A second question is this: In addressing this audience, what are the credentials of political philosophy? What are its claims to authority? I use the term “authority” here because some have said that writers in moral and political philosophy claim a certain authority, at least implicitly. It has been said that political philosophy conveys a claim to know, and that the claim to know is a claim to rule. This assertion is, I believe, completely mistaken. In a democratic society at least, political philosophy has no authority at all, if by authority is meant a certain legal standing and possession of an authoritative weight on certain political matters; or if, alter natively, it means an authority sanctioned by long-standing custom and practice, and treated as having evidential force. Political philosophy can only mean the tradition of political philosophy; and in a democracy this tradition is always the joint work of writers and of their readers. This work is joint, since it is writers and readers together who produce and cherish works of political philosophy over time and it is always up to voters to decide whether to embody their ideas in basic institutions. Thus, in a democracy, writers in political philosophy have no more authority than any other citizen, and should claim no more. I take this to be perfectly obvious and as not needing any comment, were it not that the contrary is occasionally asserted. I mention the matter only to put aside misgivings about this.
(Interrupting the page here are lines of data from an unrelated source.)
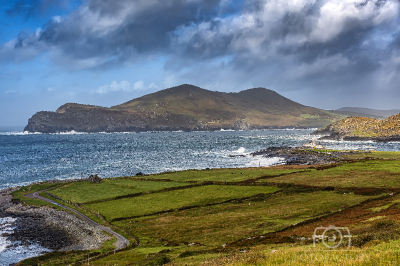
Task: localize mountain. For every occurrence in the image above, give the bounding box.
[333,107,400,119]
[25,84,344,133]
[312,114,400,142]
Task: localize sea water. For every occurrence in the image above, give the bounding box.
[0,129,400,265]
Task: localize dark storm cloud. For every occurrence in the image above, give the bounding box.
[0,0,400,94]
[32,0,225,65]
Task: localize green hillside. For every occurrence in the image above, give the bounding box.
[313,114,400,141]
[25,84,344,133]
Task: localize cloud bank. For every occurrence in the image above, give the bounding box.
[0,0,400,108]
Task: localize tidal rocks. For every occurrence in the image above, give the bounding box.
[4,204,109,251]
[251,146,340,165]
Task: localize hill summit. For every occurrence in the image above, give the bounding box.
[25,84,340,133]
[312,114,400,142]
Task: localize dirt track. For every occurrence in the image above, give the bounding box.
[25,191,129,250]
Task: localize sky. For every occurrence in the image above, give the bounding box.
[0,0,400,126]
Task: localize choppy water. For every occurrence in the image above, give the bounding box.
[0,130,400,189]
[0,130,400,265]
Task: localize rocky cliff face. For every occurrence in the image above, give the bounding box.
[312,114,400,142]
[25,85,337,133]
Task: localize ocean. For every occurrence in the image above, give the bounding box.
[0,129,400,265]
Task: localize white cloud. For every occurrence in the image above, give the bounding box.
[96,80,158,94]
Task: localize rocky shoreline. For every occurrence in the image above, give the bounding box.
[0,188,110,260]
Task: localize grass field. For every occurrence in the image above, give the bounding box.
[148,166,305,182]
[49,178,190,204]
[268,160,400,188]
[86,185,278,220]
[15,152,400,266]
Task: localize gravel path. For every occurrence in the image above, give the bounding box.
[25,191,129,250]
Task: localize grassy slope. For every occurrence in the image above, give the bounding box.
[49,178,189,204]
[15,152,400,265]
[269,160,400,189]
[316,114,400,138]
[113,85,343,127]
[87,185,278,220]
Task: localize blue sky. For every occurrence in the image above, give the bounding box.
[0,0,400,126]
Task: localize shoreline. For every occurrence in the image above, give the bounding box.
[0,146,378,265]
[0,187,110,265]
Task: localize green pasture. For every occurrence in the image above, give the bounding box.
[86,185,279,220]
[49,178,190,204]
[268,160,400,188]
[145,167,302,182]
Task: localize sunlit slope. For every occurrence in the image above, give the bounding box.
[25,84,343,132]
[313,114,400,141]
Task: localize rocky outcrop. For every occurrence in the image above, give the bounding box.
[251,146,343,165]
[312,114,400,142]
[5,204,109,251]
[25,84,337,133]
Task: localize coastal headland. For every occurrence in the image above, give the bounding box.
[24,84,346,133]
[312,114,400,142]
[3,147,400,265]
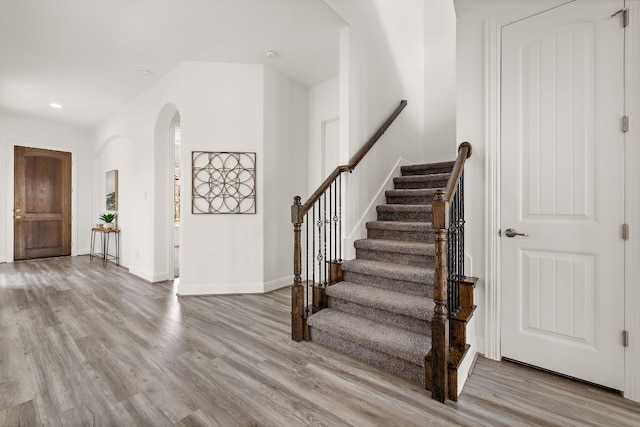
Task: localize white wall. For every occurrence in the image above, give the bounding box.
[92,63,183,281]
[308,77,348,192]
[0,112,95,262]
[325,0,458,250]
[94,62,308,295]
[326,0,424,249]
[424,0,460,162]
[260,67,309,291]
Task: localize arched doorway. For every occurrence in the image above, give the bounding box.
[154,104,181,280]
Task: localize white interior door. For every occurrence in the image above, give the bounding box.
[500,0,624,390]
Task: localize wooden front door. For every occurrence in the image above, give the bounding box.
[500,0,625,390]
[13,147,71,260]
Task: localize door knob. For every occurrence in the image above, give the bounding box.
[504,228,528,237]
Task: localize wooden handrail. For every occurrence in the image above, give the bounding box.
[292,99,407,216]
[431,142,473,230]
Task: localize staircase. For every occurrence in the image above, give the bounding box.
[307,162,475,400]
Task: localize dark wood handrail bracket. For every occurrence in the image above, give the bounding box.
[291,100,407,341]
[431,142,472,402]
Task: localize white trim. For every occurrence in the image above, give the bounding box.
[484,21,501,359]
[623,0,640,402]
[176,276,293,296]
[5,139,79,262]
[129,267,154,283]
[177,283,264,296]
[264,275,293,293]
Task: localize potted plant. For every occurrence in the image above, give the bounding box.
[100,213,116,228]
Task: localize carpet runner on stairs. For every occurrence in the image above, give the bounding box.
[308,162,453,384]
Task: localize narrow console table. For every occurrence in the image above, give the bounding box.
[89,227,120,267]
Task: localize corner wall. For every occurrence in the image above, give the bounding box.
[93,62,307,295]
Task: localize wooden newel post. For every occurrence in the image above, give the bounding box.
[431,190,449,402]
[291,196,304,341]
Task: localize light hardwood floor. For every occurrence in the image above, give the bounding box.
[0,257,640,426]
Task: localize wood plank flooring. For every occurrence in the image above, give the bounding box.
[0,257,640,427]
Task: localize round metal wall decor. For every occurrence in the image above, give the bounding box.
[191,151,256,214]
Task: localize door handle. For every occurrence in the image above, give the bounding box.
[504,228,528,237]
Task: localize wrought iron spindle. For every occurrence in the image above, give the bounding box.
[322,191,329,287]
[316,202,322,285]
[337,175,342,262]
[304,212,313,317]
[447,175,464,314]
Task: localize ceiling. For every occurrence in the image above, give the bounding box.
[0,0,345,128]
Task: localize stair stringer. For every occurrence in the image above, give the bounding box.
[342,157,415,259]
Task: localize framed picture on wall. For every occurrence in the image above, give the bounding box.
[105,169,118,211]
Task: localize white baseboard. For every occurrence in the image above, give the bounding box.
[177,283,264,296]
[129,267,154,283]
[177,276,293,296]
[458,317,478,396]
[264,275,293,293]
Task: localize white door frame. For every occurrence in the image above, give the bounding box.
[484,0,640,401]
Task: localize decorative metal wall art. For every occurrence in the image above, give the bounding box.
[191,151,256,214]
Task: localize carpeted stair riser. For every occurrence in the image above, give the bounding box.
[310,327,425,385]
[343,271,433,298]
[385,188,438,205]
[376,205,431,222]
[400,162,455,176]
[356,249,435,267]
[393,173,450,190]
[329,297,431,335]
[366,221,436,243]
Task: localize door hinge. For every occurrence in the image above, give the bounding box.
[611,7,629,28]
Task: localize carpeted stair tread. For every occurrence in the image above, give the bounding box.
[342,258,433,285]
[384,188,439,197]
[400,162,455,176]
[376,204,431,212]
[327,282,435,321]
[354,239,435,255]
[308,308,431,365]
[366,221,434,233]
[393,173,451,189]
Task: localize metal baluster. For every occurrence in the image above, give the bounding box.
[304,212,309,318]
[337,174,342,262]
[326,186,335,283]
[307,205,316,314]
[316,203,322,292]
[322,191,327,286]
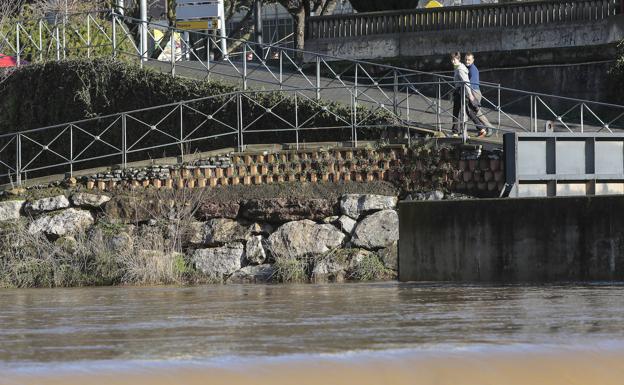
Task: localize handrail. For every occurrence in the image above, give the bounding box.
[306,0,621,39]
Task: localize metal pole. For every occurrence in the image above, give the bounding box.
[280,50,284,90]
[87,15,91,58]
[121,114,128,169]
[405,87,410,122]
[63,6,67,59]
[533,96,539,132]
[496,84,501,132]
[69,124,74,178]
[254,0,264,58]
[529,95,537,131]
[54,24,61,60]
[180,103,184,158]
[139,0,147,61]
[15,134,22,186]
[295,91,299,150]
[243,44,247,90]
[15,23,21,67]
[581,103,585,133]
[392,70,399,116]
[169,31,176,77]
[436,78,442,131]
[182,31,191,61]
[316,56,321,100]
[238,92,245,152]
[217,1,228,60]
[39,19,43,61]
[112,9,117,57]
[236,92,243,152]
[206,30,210,80]
[459,82,468,143]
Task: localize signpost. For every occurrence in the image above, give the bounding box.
[176,0,227,58]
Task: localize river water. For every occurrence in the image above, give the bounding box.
[0,282,624,385]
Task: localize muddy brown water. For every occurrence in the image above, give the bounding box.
[0,282,624,385]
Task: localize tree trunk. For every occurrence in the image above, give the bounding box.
[294,6,306,63]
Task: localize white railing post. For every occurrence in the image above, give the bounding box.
[111,8,117,57]
[295,91,299,150]
[15,22,21,67]
[15,133,22,186]
[236,92,245,152]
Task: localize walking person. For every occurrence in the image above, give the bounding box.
[464,52,494,136]
[451,52,487,136]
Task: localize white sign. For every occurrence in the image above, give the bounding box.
[176,0,223,20]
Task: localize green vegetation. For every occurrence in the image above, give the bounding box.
[273,258,309,283]
[0,59,392,177]
[349,253,392,281]
[400,139,459,192]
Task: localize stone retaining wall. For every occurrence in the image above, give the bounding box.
[0,192,410,284]
[40,146,505,196]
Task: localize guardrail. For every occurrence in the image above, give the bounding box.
[306,0,622,39]
[0,82,624,184]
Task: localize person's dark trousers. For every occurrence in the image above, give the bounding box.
[453,90,462,133]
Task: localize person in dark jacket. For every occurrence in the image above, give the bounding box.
[464,52,493,136]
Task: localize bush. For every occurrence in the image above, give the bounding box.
[273,258,309,283]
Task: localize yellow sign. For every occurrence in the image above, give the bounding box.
[176,18,219,31]
[425,0,444,8]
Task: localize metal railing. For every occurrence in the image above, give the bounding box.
[306,0,621,39]
[0,82,624,184]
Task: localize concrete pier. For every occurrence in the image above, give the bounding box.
[399,196,624,282]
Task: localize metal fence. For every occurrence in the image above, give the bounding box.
[306,0,621,39]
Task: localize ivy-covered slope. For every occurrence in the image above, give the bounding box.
[0,59,392,177]
[0,59,239,133]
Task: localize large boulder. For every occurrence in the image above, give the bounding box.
[0,200,24,222]
[28,208,94,237]
[196,201,240,220]
[104,194,161,223]
[71,193,111,209]
[191,242,245,280]
[240,198,335,223]
[351,210,399,250]
[204,218,251,245]
[267,219,345,258]
[24,195,69,214]
[338,215,357,235]
[245,235,266,265]
[226,265,275,283]
[340,194,397,219]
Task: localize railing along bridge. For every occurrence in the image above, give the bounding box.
[306,0,624,39]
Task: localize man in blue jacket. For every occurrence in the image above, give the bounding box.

He adds that some may respond that political philosophy hopes for the credentials of, and implicitly invokes the authority of, human reason.

This reason, Rawls says, is simply the shared powers of reasoned thought, judgment, and inference as these are exercised by any fully normal persons beyond the age of reason, that is, by all normal adult citizens. Suppose we agree with this and say political philosophy does invoke this authority. But so likewise do all citizens who speak reasonably and conscientiously in addressing others about political questions, or indeed any other question. Seeking what we have called the authority of human reason means trying to present our views with their supporting grounds in a reasonable and sound manner so that others may judge them intelligently.

Striving for the credentials of human reason does not distinguish political philosophy from any kind of reasoned discussion on any topic. All reasoned and conscientious thought seeks the authority of human reason.